RyuJIT RC and constant folding
Update: The below results are valid for the release version of RyuJIT in .NET Framework 4.6 without updates.
The challenge of the day: which method is faster?
public double Sqrt13()
{
return Math.Sqrt(1) + Math.Sqrt(2) + Math.Sqrt(3) + Math.Sqrt(4) + Math.Sqrt(5) +
Math.Sqrt(6) + Math.Sqrt(7) + Math.Sqrt(8) + Math.Sqrt(9) + Math.Sqrt(10) +
Math.Sqrt(11) + Math.Sqrt(12) + Math.Sqrt(13);
}
public double Sqrt14()
{
return Math.Sqrt(1) + Math.Sqrt(2) + Math.Sqrt(3) + Math.Sqrt(4) + Math.Sqrt(5) +
Math.Sqrt(6) + Math.Sqrt(7) + Math.Sqrt(8) + Math.Sqrt(9) + Math.Sqrt(10) +
Math.Sqrt(11) + Math.Sqrt(12) + Math.Sqrt(13) + Math.Sqrt(14);
}
I have measured the methods performance with help of BenchmarkDotNet for RyuJIT RC (a part of .NET Framework 4.6 RC) and received the following results:
// BenchmarkDotNet=v0.7.4.0
// OS=Microsoft Windows NT 6.2.9200.0
// Processor=Intel(R) Core(TM) i7-4702MQ CPU @ 2.20GHz, ProcessorCount=8
// CLR=MS.NET 4.0.30319.0, Arch=64-bit [RyuJIT]

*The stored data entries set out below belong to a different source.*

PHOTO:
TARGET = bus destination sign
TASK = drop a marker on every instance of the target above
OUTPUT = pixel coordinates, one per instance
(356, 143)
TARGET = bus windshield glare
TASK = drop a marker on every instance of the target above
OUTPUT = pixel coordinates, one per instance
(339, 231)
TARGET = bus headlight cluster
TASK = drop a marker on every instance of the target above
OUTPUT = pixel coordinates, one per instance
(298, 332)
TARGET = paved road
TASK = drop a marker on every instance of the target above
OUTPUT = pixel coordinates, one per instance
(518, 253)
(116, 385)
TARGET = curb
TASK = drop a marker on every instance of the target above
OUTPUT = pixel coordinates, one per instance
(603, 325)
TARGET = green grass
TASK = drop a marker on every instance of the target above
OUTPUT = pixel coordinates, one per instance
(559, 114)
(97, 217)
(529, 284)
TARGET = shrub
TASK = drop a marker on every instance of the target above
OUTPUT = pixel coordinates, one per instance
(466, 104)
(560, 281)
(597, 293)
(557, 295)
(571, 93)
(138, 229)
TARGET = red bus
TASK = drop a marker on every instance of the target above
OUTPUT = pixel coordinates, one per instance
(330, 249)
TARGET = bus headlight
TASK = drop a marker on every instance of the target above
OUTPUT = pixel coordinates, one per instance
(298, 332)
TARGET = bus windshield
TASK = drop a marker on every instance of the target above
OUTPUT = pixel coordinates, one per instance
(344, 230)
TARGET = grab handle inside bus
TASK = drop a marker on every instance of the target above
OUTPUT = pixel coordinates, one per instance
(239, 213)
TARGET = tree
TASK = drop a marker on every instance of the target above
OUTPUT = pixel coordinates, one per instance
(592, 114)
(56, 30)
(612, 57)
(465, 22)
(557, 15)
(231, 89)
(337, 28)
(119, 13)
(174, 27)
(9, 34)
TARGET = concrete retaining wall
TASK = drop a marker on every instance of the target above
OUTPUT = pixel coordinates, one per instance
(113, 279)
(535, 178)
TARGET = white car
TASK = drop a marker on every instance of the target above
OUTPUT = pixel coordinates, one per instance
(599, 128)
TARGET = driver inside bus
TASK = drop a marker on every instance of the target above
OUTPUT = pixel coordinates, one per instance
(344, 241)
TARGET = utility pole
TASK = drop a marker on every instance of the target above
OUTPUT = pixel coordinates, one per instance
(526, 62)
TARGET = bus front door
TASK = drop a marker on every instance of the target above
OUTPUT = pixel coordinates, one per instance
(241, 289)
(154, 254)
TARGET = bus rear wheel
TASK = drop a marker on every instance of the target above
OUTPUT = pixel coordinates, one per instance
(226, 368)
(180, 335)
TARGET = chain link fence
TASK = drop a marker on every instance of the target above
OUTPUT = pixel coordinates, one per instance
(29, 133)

Common: Type=Math_DoubleSqrtAvx Mode=Throughput Platform=X64 Jit=RyuJit .NET=Current
Method | AvrTime | StdDev | op/s |
------- |--------- |---------- |------------- |
Sqrt13 | 55.40 ns | 0.571 ns | 18050993.06 |
Sqrt14 | 1.43 ns | 0.0224 ns | 697125029.18 |
How so? If I add one more Math.Sqrt
to the expression, the method starts work 40 times faster! Let’s examine the situation..
First of all, open in VisualStudio generated ASM code:
; Sqrt13
vsqrtsd xmm0,xmm0,mmword ptr [7FF94F9E4D28h]
vsqrtsd xmm1,xmm0,mmword ptr [7FF94F9E4D30h]
vaddsd xmm0,xmm0,xmm1
vsqrtsd xmm1,xmm0,mmword ptr [7FF94F9E4D38h]
vaddsd xmm0,xmm0,xmm1
vsqrtsd xmm1,xmm0,mmword ptr [7FF94F9E4D40h]
vaddsd xmm0,xmm0,xmm1
vsqrtsd xmm1,xmm0,mmword ptr [7FF94F9E4D48h]
vaddsd xmm0,xmm0,xmm1
vsqrtsd xmm1,xmm0,mmword ptr [7FF94F9E4D50h]
vaddsd xmm0,xmm0,xmm1
vsqrtsd xmm1,xmm0,mmword ptr [7FF94F9E4D58h]
vaddsd xmm0,xmm0,xmm1
vsqrtsd xmm1,xmm0,mmword ptr [7FF94F9E4D60h]
vaddsd xmm0,xmm0,xmm1
vsqrtsd xmm1,xmm0,mmword ptr [7FF94F9E4D68h]
vaddsd xmm0,xmm0,xmm1
vsqrtsd xmm1,xmm0,mmword ptr [7FF94F9E4D70h]
vaddsd xmm0,xmm0,xmm1
vsqrtsd xmm1,xmm0,mmword ptr [7FF94F9E4D78h]
vaddsd xmm0,xmm0,xmm1
vsqrtsd xmm1,xmm0,mmword ptr [7FF94F9E4D80h]
vaddsd xmm0,xmm0,xmm1
vsqrtsd xmm1,xmm0,mmword ptr [7FF94F9E4D88h]
vaddsd xmm0,xmm0,xmm1
ret
; Sqrt14
vmovsd xmm0,qword ptr [7FF94F9C4C80h]
ret
How so? It seems that an expression with 13 of Math.Sqrt
calculates honestly and an expression with 14 of Math.Sqrt
uses constant folding for result precalculation.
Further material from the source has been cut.